The Leica M11 will be available in two forms: a classic silver version with black leatherette band around the center and a brass top-plate, and a black version that uses aluminum instead, making it around 100g lighter.
- 60MP BSI CMOS sensor with dual gain design
- Multi-field (matrix) light metering
- ISO 64 – 50,000
- Three Raw resolution options (60MP, 36MP, 18MP)
- SD card accessible from battery compartment (no removable base plate)
- 64Gb of internal memory
- Exposures up to 1 hour, e-shutter down to 1/16,000 sec
- Live view stabilization (digital shake correction of preview image)
- Compatible with Visoflex II 3.68M-dot tilting accessory EVF
Leica M11 First Impression Reviews
“The most significant upgrade is a new, 60-megapixel backside-illuminated full-frame CMOS sensor that captures 14 stops of dynamic range at its full resolution. Uniquely, the M11 also allows photographers to capture RAW files at 36 or 18 megapixels, which unlocks another stop of dynamic range, provides better low light performance, and allows for longer burst shooting at the expense of zoomed-in detail. (The company says it is using pixel binning alongside a newly developed algorithm to create the lower resolutions, a similar technique used by many smartphone cameras.) File sizes range from 70 to 120MB for a 60-megapixel DNG RAW file; the 18-megapixel setting can reduce that down to as low as 20MB per image.”
“The standard mechanical option can shoot at speeds up to 1/4000th of a second, while the electronic shutter goes up to a whopping 1/16,000 of a second. Perhaps most significantly, the electronic shutter will be totally silent, something that street photographers should appreciate. The M10-R had an “extra silent” mechanical shutter, but you can’t beat a motionless electronic shutter if you need perfectly quiet operation.”
“And speaking of battery, the M11 also uses a higher-capacity rechargeable battery than the M10, which Leica says should provide a CIPA-rated battery life of 700 shots — although in Leica’s own testing, they managed around 1700 shots per charge. The M11 also now features a USB Type-C port, which supports in-camera battery charging. Further, the baseplate of the M11 is changed from the style used on the M10 – users can now quickly access the battery and SD card slot without having to fully remove the bottom of the camera.”
A new electronic viewfinder is also available with the M10. This is the Visoflex II, which is attached via the camera’s hotshoe.

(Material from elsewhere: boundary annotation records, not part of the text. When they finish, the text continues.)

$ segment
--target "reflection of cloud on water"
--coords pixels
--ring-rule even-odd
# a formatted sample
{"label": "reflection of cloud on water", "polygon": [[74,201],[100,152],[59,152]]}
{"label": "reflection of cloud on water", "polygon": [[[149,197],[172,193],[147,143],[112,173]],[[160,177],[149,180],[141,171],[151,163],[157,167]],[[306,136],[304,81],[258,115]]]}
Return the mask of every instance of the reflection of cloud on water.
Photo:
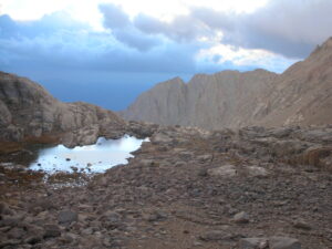
{"label": "reflection of cloud on water", "polygon": [[96,144],[74,148],[58,145],[41,149],[30,168],[51,174],[56,170],[72,173],[72,167],[86,173],[103,173],[112,166],[127,164],[127,158],[133,157],[131,152],[138,149],[143,142],[148,142],[148,138],[137,139],[126,135],[120,139],[100,137]]}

This device offers a stabilized view to composed the image in addition to the rangefinder. And with it comes focus peaking and a magnified view. The same stabilized view can also be found on Live View of the rear LCD. This is an excellent feature, especially for critical focusing where the magnification becomes an essential tool to ensure sharpness. But often, this can cause nausea as the image can appear to move and shake, due to small movements when hand holding the camera. The stabilization is excellent and works well in the 15 minutes or so we had the camera to try out. The EVF uses an OLED display and is bright and clear, and the image seen within is beautiful.